Saturday, February 22, 2014

You Have Not Come to a Telletubby Mountain

When my grandkids were very young they were enamored with a television show called “Telletubbies.”  In it there were these colorful and chubby creatures in soft teddy-bear-like costumes with baby sounding names like: “Tinky Winky,” “Dipsy,” “Laa-Laa,” and “Po.”  They lived in a bright and symmetrical world with no barbs.  They lived like hobbits in underground dens that they accessed through molehill-like mounds; these mounds were shaped like upside-down cereal bowls covered with perfectly cropped (but artificial) green grass. 

The Telletubby mounds, low, and unthreatening, are appropriate for infants and very young children, but ridiculous to even children of kindergarten age, let alone teens and adults.  But what astounds me, is how so many Christians today fear not only Mt. Sinai, that mountain “ablaze with fire, and…gloom and darkness and a raging storm,” but also Mt. Zion, that mountain which is “the city of the living God” (Hebrews 12:18, 22).  It reminds me of those type of people who never grow up, those who move into the molehill homes of their childhood imaginations and never leave. 

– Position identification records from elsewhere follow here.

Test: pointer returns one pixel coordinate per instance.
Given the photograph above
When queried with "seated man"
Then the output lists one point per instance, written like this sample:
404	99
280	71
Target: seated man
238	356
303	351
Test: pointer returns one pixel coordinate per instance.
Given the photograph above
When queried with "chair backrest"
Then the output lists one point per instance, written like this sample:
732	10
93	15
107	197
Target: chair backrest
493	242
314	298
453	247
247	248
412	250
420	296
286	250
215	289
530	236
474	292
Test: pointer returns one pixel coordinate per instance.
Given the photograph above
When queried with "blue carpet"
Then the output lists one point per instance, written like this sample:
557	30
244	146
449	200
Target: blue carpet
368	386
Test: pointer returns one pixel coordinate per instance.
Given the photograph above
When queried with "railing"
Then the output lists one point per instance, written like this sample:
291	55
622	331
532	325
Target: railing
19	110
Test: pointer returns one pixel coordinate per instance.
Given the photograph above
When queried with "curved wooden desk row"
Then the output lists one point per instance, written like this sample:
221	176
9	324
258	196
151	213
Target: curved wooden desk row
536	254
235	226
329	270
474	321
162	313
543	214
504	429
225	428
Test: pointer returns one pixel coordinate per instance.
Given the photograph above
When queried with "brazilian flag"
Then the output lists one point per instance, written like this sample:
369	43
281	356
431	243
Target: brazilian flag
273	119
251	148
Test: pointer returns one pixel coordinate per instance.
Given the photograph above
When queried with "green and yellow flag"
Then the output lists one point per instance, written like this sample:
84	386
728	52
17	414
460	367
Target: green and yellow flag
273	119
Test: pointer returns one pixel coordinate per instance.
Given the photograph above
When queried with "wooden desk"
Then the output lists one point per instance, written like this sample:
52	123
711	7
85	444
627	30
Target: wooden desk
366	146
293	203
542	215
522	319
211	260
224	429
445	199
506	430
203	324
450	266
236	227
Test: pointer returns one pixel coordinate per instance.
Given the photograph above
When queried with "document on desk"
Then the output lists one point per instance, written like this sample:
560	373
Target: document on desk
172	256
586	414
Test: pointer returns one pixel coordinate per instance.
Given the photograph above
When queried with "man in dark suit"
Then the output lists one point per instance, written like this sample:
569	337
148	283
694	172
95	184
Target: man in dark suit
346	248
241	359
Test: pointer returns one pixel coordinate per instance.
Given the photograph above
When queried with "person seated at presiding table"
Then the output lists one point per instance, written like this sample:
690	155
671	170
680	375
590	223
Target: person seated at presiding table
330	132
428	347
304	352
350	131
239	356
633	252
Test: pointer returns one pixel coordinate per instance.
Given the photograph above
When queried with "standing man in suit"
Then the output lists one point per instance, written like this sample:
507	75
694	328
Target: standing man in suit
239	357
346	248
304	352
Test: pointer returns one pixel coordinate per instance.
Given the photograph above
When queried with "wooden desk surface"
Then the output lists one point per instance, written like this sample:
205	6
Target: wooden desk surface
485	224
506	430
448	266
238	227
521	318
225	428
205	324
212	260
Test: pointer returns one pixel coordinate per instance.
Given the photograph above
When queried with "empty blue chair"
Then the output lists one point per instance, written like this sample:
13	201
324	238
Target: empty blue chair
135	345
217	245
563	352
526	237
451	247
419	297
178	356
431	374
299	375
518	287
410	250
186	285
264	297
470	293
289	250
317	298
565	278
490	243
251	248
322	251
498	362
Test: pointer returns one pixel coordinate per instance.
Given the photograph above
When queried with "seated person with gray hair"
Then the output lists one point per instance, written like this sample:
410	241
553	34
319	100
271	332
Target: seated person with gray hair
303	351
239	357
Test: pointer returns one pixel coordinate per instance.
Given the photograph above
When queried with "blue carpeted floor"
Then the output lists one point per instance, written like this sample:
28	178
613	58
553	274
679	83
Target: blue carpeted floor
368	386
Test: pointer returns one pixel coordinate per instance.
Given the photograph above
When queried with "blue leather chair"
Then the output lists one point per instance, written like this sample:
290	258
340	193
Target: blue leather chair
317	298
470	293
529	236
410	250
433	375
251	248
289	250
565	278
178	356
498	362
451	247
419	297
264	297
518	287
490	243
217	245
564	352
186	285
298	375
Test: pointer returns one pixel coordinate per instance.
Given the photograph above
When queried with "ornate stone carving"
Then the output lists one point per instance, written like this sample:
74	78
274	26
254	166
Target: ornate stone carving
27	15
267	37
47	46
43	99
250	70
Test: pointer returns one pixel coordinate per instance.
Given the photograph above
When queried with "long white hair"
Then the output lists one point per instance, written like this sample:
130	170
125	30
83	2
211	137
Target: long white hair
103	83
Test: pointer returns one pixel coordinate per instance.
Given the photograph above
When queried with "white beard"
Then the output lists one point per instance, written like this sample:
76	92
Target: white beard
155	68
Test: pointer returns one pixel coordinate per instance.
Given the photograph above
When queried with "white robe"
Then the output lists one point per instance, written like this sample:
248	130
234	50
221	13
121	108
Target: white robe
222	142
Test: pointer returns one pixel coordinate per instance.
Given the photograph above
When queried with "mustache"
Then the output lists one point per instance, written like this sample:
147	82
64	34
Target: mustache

I see too often today those who descale God’s majestic peaks and marginalize—not only the height of those peaks—but the range of the bases of their grandeur.  At least it is manly to come to the wrong mountain, but these pitiful creatures don’t even come out through the doors of their molehills onto an artificial stage under a manmade light.  Their idea of God is as small and unthreatening as is the size of their spiritual ambition outlined by a starved imagination fed by a malnourished intellect.
Hills may indeed be alive with the sound of music, but music is too often the sound of fools, those ignorant, not because of innocence and infancy, but because of WILLFUL ignorance and STUBBORN immaturity.  Additionally, the hills are alive with clamor, whereas the mountains are still with God’s silence (not a silence born of repression, but of expression beyond words).  In the low and heavy-aired valley dirges reign; in the high and thin-aired mountain God reigns.

But mercifully, our God is the God of both the valleys and of the mountains (as the Arameans learned many years ago; see 1 Kings 20:27-29); and even more mercifully, He is also the God of the molehills (and of all the cowering creatures who live in them).  But as is already mentioned, babies need to grow up, and fear needs to be surmounted.  It is time to make mountains out of molehills without fear, to enlarge the base of our platform to support the full range of life, inclusive of all the hills and valleys and mountains experiences we are destined to overcome and obtain.
Fear of the unknown is a groundless fear for those who know God in more than infantile terms intimated to them by an internal dialogue of baby-talk.  Fear is the BEGINNING of knowledge, but mature love, its adult END.  “The remarkable thing about God is that when you fear God, you fear nothing else, whereas if you do not fear God, you fear everything else” (Oswald Chambers).  God disciplines every son He receives, not to meanly make infants cry, or to harshly force little children to stop crying, but to evoke a directed sentiment, to establish hearts in righteousness, and consequently to drive out genuine tears of repentance from the depths of our soul into bottles of remembrance to secure a matured end. 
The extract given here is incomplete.